An electricity distribution infrastructure contractor that worked for the U.S. Army Corps of Engineers on hurricane restoration in Puerto Rico has agreed to pay the government $8.4 million to resolve allegations that it improperly withheld pricing data. The company denies the charges, agreeing to the settlement in order to avoid lengthy litigation.
The Corps’ Jacksonville District hired Durham, N.C.-based PowerSecure Inc., a subsidiary of Atlanta-based Southern Co., via a sole source time-and-materials contract for repair and restoration of Puerto Rico’s power grid following Hurricane Maria in 2017. The Corps’ contract was initially worth $1.3 million. After several modifications, its value reached $523 million, according to a 2019 U.S. Dept. of Defense Inspector General audit.
US Justice Dept. officials alleged that PowerSecure violated the Truth in Negotiations Act, which requires that government negotiators have access to cost or pricing data when developing a proposal for a sole-source contract, as well as the False Claims Act, which makes contractors liable for defrauding the federal government, by knowingly failing to disclose pricing data related to labor and equipment costs on another post-hurricane restoration project it had taken in Florida and Georgia earlier in 2017.
“Where government contractors seek the award of a sole source contract, they have an obligation to be fully transparent with the government regarding the basis for their proposed pricing,” Brian Boynton, principal deputy assistant attorney general and head of DOJ’s civil division, said in a statement.

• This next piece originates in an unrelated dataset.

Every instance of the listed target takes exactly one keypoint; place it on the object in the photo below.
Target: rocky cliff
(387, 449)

The settlement agreement notes that PowerSecure does not admit any liability and that the deal was reached to avoid prolonged litigation. In a statement, a PowerSecure spokesperson said the company, “negotiated in good faith with the Corps at all times.”

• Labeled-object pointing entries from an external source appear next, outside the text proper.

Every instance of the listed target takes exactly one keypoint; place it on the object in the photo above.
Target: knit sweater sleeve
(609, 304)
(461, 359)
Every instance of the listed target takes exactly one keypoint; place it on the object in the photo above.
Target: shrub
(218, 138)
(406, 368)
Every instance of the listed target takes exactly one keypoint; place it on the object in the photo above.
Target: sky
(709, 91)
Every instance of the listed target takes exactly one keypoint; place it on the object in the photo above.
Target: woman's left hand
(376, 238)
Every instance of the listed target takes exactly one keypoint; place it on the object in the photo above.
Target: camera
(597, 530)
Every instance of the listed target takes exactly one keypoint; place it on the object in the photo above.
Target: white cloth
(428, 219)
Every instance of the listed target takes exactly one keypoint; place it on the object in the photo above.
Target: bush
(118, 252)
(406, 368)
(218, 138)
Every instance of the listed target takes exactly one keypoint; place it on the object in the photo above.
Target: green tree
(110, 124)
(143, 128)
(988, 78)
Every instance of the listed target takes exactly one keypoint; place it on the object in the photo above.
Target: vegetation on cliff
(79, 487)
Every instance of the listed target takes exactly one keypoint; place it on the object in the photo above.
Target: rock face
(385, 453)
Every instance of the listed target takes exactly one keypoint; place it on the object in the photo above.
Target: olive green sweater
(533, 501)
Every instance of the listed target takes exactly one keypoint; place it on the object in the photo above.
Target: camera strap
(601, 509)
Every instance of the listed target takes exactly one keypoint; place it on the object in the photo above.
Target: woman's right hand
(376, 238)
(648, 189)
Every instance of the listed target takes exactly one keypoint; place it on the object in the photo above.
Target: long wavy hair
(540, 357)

“PowerSecure is proud of the challenging and dangerous work it performed and emphatically denies the government’s allegations,” they said.
The DOD audit notes that time-and-materials contracts are not preferred because they provide no incentive for the contractor to control costs or labor efficiency. Government agencies are required to monitor contractor performance when using these contracts. However, auditors found that the Corps did not adequately monitor PowerSource’s hours worked or review invoices to ensure they correspond to actual work performed.
The Corps did not know whether $61.3 million of labor costs paid across seven invoices were allowable under regulations or the contract terms, auditors wrote. They found $29.2 million paid by the Corps “was unsupported and potentially unallowable.”
“This settlement is an example of the need for transparency and accountability in proposed pricing when negotiating sole source contracts,” Sean O’Donnell, DOD’s acting inspector general, said in a statement.